Wednesday, April 13, 2016

Motherhood Monologues #3: Engage


I think the activities and people that "drain" me the most are the ones with which I don't feel I have a lot of control. Negotiations with my small children can definitely leave me feeling that way, as can online encounters where my beliefs and opinions are belittled. People that make me feel as if I have to explain my every move and decision can also deplete my inner batteries and leave me feeling less than I am. Most often, those activities that I allow myself to engage in within my own head are the most draining ones of all: comparing myself to other women, thinking about what I don't have instead of being grateful for what I do, making rash judgements about others, justifying bad or unkind decisions, talking down my strengths and magnifying my weaknesses.
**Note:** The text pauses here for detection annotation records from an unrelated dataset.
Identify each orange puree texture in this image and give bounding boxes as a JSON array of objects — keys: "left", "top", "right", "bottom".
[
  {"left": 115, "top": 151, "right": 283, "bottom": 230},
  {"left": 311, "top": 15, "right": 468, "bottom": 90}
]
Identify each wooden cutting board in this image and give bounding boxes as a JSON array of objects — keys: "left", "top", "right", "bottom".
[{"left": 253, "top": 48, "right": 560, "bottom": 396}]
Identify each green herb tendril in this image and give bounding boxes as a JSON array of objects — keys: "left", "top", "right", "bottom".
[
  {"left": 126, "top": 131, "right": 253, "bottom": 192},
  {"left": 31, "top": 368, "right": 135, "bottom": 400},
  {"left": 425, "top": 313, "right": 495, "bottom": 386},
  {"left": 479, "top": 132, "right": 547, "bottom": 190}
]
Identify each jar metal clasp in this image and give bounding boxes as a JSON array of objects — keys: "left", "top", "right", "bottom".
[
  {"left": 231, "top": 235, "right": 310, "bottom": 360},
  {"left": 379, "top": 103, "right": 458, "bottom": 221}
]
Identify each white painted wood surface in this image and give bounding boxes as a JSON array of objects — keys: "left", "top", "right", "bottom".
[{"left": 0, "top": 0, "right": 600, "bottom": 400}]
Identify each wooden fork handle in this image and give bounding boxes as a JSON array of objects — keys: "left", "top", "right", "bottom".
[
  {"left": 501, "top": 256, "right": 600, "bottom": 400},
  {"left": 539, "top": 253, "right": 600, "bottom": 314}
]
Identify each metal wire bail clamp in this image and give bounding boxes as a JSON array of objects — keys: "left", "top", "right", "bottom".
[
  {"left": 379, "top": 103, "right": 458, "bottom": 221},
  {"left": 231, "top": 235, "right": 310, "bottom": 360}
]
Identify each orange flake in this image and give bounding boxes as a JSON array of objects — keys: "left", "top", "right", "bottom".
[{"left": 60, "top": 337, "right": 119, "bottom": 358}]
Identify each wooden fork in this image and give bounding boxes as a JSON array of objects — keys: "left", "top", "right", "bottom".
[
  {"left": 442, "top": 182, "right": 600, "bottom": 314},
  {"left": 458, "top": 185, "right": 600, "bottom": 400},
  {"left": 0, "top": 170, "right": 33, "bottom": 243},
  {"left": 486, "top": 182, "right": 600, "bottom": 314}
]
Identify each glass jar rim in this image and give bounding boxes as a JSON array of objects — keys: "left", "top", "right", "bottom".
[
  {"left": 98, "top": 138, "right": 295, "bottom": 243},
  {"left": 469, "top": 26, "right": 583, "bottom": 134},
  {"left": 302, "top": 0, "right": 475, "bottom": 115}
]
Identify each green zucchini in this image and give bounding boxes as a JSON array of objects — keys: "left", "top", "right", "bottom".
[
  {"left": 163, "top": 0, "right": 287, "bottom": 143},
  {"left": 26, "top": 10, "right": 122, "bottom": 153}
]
I think any time we engage with any person or activity we give away pieces of ourselves, and that can definitely deflate us, but it can also help us renew ourselves. The trick is to place our own limits and build our own walls. Sometimes this means blocking someone on social media, other times it means learning to say "no" when we truly should not extend ourselves that far.

A few years ago I did a personal experiment. For one entire year, I made it a goal to say yes whenever I was asked to serve someone. Rarely did this deflate me. Instead, I found that I gained friends and blessings I would not have otherwise experienced.

This year, I have tried to disengage from pointless arguments. Sure, this sometimes leaves me feeling as if my thoughts and opinions haven't been represented, but usually it keeps me from feeling negative emotions toward others and myself. Mostly I have started cutting myself some slack and giving myself room to spend time on those things that renew me without feeling guilty. I have picked up some new hobbies and skills, spent more time outside pushing my children on the swings while ignoring the weeds, stayed up late to finish a book, I am already starting to tell the difference between quiet time that truly has been wasted and quiet time that has given me a rest and allowed me to push forward.